Perché il protagonista di Kickboxer – Il nuovo guerriero e Senza tregua veste in questo caso i panni di un ex agente segreto che, come il titolo suggerisce, si è riciclato mercenario; fino al momento in cui il figlio col quale non ha contatti da anni, incarnato da Samir Decazza, viene accusato di traffico di armi e stupefacenti.

Da qui, mentre c’è di mezzo anche un’arma progettata per bloccare tutti i sistemi elettronici (un elemento che sembra quasi riecheggiare Fuga da Los Angeles di John Carpenter), ciò che prende il via è quindi una frenetica corsa con mafiosi e governo perennemente alle costole. Corsa durante cui seguiamo, ovviamente, anche il rapporto tra padre e figlio, affiancati da un ristretto manipolo di personaggi in un’avventura che, tra un inseguimento automobilistico sulle note di One way or another dei Blondie e una sequenza in monopattino, non si prende mai troppo sul serio.

Del resto, al timone di regia David Charhon – autore di Due agenti molto speciali – intende chiaramente concretizzare attraverso L’ultimo mercenario una commedia d’azione, sfruttando in particolar modo un Van Damme che, consapevole del fatto che non sia più il giovane agile e muscoloso degli anni Novanta, come già fatto altrove gioca in maniera intelligente di autoironia.

Con tanto di poster del Senza esclusione di colpi! di cui fu interprete che appare affisso ad una parete nel corso di una delle situazioni maggiormente movimentate del film; mentre, cimentandosi anche in esilaranti travestimenti, ci dimostra ancora una volta che non è il semplice inespressivo belga che per molto tempo ci ha voluto far credere la più banale fetta della critica cinematografica.

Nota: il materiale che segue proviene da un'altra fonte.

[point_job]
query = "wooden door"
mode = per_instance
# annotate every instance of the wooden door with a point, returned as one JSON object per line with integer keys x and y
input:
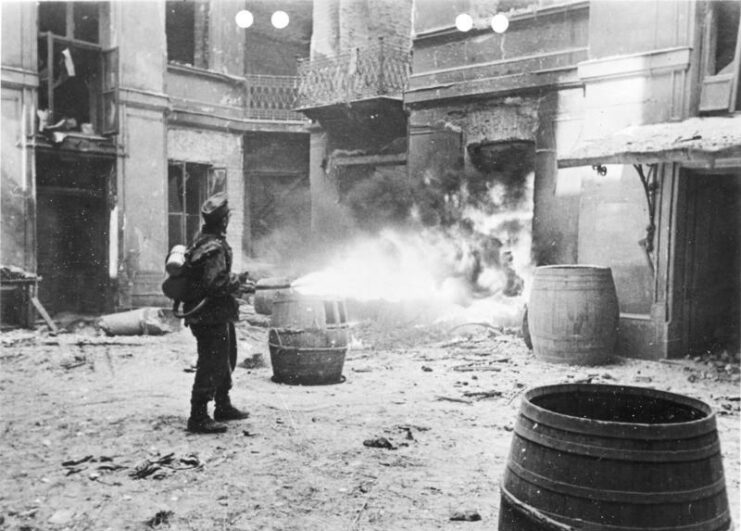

Certo, lo spettacolo viene tirato un po’ troppo per le lunghe (siamo oltre l’ora e cinquanta), ma, in mezzo a divertiti omaggi allo Scarface di Brian De Palma e qualche scazzottata non troppo memorabile, L’ultimo mercenario garantisce un non esaltante ma piacevole intrattenimento distante dai modesti straight to video della più tarda filmografia vandammiana e condito, oltretutto, di un paio di colpi di scena conclusivi… fino ad ultime sorprese poste nei titoli di coda.